基于 Amazon Bedrock Agent 的云资源智能运维 – 以 EBS 卷管理为例

业务背景

某客户当前有大量的 Amazon EBS 卷依然是 gp2 类型，通过和客户一起分析，如果将这些 Amazon EBS 卷做类型转换到 gp3，可以节省 20% 的成本。

技术选型

因为客户的 Amazon EBS 卷数量超过 200 个，最大的超过 1T 的容量。虽然对于 Amazon EBS 类型转换，亚马逊云科技从底层机制上保证了对上层的应用无感知，但为了安全和稳定的考虑，我们建议客户分批次进行操作，按照某个 EBS 卷的使用对象和项目归属等进行标记，然后每天选择 10 个左右的卷进行转换。为减轻客户手动操作的复杂度以及更好的对整个过程进行监控和运维，我们为客户提供了两种运维的手段，除了使用批量 Tag 和 AWS Lambda 函数进行 EBS 卷类型转换，我们还提供了基于 Amazon Bedrock Agent 能力的智能运维体验，让客户可以方便的通过大模型对话的方式对感兴趣的 EBS 卷状态进行查询和修改。

本文主要介绍基于 Amazon Bedrock Agent 实现的智能 EBS 卷运维的具体配置方式。

方案效果

Bedrock Agent 原理

Amazon Bedrock 是 AWS 的生成式 AI 服务平台，旨在简化和加速企业级 AI 应用的开发。它支持多种预训练的大型语言模型（LLM），如 Titan 和 Claude，用户可以轻松选择和集成这些模型。 Amazon Bedrock Agent，旨在简化自动化任务和操作。
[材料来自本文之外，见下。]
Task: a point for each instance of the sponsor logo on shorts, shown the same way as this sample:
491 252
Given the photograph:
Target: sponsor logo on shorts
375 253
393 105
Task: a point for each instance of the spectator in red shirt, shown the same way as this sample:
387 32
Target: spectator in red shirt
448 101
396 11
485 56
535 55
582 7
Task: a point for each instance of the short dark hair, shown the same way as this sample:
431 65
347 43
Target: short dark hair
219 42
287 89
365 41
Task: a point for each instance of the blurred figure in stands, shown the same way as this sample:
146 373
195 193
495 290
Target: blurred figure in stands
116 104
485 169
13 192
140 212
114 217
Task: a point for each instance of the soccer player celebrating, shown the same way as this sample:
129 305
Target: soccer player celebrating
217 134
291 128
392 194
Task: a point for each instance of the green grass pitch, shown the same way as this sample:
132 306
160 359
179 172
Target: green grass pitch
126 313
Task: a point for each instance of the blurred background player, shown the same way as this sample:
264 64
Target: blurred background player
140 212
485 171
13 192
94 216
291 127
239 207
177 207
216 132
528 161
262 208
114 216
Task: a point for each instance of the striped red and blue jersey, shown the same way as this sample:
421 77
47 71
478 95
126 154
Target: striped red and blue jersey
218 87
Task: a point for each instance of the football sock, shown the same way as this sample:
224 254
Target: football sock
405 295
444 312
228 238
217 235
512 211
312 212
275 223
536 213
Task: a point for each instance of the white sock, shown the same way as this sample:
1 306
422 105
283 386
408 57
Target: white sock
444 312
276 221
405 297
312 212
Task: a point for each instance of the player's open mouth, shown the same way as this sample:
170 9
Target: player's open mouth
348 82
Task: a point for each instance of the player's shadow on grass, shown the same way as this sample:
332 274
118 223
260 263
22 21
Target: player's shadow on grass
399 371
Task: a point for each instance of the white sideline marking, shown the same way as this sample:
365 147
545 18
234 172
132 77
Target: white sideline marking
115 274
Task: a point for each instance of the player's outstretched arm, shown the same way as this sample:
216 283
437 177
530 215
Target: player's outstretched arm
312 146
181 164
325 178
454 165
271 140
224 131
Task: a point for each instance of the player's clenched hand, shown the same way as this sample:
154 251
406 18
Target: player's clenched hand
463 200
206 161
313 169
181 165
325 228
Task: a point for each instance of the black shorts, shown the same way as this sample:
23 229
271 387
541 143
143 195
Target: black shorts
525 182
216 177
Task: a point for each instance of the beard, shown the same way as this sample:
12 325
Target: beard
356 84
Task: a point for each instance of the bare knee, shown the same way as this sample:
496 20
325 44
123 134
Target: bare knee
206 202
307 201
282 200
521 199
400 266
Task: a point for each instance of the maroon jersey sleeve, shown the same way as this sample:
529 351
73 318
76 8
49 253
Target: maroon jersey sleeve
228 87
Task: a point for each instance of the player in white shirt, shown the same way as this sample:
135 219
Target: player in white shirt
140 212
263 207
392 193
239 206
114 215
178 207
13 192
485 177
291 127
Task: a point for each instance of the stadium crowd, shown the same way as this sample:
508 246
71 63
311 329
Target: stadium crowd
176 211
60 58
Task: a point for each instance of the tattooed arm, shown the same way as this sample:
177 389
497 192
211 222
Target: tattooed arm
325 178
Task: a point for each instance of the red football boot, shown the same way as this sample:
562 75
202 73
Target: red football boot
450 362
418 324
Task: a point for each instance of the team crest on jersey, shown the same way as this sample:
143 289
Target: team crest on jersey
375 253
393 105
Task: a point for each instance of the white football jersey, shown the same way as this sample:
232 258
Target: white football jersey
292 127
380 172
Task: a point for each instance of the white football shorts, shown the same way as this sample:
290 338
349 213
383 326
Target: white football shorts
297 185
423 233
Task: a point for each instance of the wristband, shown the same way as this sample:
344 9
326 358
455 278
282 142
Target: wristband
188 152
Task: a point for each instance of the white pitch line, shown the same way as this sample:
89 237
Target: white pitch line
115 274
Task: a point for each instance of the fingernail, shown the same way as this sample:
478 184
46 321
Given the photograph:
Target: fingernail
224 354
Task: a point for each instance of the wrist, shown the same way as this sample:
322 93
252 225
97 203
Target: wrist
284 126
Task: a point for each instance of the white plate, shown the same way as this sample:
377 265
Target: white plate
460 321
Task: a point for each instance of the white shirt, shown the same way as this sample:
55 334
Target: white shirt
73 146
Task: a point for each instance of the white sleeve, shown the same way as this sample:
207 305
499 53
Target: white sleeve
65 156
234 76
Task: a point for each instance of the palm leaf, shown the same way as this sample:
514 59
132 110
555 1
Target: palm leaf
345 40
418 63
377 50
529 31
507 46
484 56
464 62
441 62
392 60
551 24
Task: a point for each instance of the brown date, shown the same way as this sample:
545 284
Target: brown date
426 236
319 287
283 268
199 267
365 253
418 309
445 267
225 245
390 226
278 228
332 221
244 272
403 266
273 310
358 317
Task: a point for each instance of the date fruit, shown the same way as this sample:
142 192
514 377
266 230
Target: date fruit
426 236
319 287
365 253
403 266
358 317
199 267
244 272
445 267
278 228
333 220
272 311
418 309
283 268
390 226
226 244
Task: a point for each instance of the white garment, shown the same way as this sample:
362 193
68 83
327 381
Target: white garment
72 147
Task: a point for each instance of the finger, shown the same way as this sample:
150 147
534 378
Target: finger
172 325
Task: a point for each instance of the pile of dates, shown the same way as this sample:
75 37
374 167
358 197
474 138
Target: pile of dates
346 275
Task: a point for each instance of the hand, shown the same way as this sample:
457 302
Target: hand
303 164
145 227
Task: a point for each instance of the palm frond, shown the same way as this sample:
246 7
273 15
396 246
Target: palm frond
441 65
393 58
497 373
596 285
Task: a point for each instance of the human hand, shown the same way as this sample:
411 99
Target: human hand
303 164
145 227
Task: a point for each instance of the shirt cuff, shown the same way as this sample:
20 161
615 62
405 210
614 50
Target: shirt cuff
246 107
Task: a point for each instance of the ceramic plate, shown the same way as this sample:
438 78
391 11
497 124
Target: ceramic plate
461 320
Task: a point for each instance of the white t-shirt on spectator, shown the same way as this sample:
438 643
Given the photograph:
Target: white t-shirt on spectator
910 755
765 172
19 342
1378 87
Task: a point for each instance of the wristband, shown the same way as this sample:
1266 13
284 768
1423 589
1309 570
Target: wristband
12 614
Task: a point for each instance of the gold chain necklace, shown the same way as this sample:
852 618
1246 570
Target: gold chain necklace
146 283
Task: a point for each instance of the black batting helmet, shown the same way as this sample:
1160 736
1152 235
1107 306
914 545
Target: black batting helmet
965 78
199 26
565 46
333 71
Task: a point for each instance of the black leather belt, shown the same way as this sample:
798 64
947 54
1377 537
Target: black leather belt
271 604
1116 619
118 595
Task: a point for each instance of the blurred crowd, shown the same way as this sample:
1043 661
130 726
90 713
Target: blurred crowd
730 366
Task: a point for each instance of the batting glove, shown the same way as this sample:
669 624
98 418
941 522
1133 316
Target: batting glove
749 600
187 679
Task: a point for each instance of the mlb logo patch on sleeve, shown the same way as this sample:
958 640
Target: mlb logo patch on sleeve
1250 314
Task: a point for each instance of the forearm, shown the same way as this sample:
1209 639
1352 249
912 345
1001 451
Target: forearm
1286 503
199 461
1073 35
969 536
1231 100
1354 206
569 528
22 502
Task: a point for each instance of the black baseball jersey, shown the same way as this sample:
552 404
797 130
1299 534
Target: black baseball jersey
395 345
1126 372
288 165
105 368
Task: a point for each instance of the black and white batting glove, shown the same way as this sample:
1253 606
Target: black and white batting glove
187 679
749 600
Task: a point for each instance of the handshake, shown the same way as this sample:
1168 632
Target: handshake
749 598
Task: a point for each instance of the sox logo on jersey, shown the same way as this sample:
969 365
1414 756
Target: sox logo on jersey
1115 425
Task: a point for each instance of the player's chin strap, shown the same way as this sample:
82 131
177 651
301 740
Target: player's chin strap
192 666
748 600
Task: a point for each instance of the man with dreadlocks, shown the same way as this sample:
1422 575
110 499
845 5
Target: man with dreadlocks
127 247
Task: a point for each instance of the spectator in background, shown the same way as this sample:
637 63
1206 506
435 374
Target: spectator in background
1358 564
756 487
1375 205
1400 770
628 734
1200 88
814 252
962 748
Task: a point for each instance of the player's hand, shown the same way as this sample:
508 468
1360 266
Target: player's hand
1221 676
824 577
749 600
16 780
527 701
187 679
它支持通过自然语言交互，用户可以轻松执行复杂任务，如管理 EBS Volumes 等。Agent 将用户请求分解成多个步骤，自动调用 API 完成具体操作。此外，Agent 可集成知识库，增强响应能力，提供更准确和详细的答案。无需编写大量代码，开发者即可轻松创建和配置 Agent，自动管理基础设施和安全，使和 IT 工具的集成更为简便。

Bedrock Agent 可以帮助大语言模型通过一种称为 ReAct（推理与行动相结合）的推理技术来推理和找出解决用户请求的步骤和方法（工具）。使用 ReAct，您可以构建结构化的提示词来向基础模型展示如何通过任务进行推理并决定有助于找到解决方案的行动（Action）。结构化的提示词包括一系列的对于“提问-思考-行动-观察”这个 ReAct 过程的示例。其中“提问”是要解决的用户问题。“思考”是一个推理步骤，有助于向基础模型演示如何应对问题并确定要采取的行动。“行动”是模型可以从一组允许的工具中调用对应的 API。“观察”是获得执行特定 API（Action）的返回结果。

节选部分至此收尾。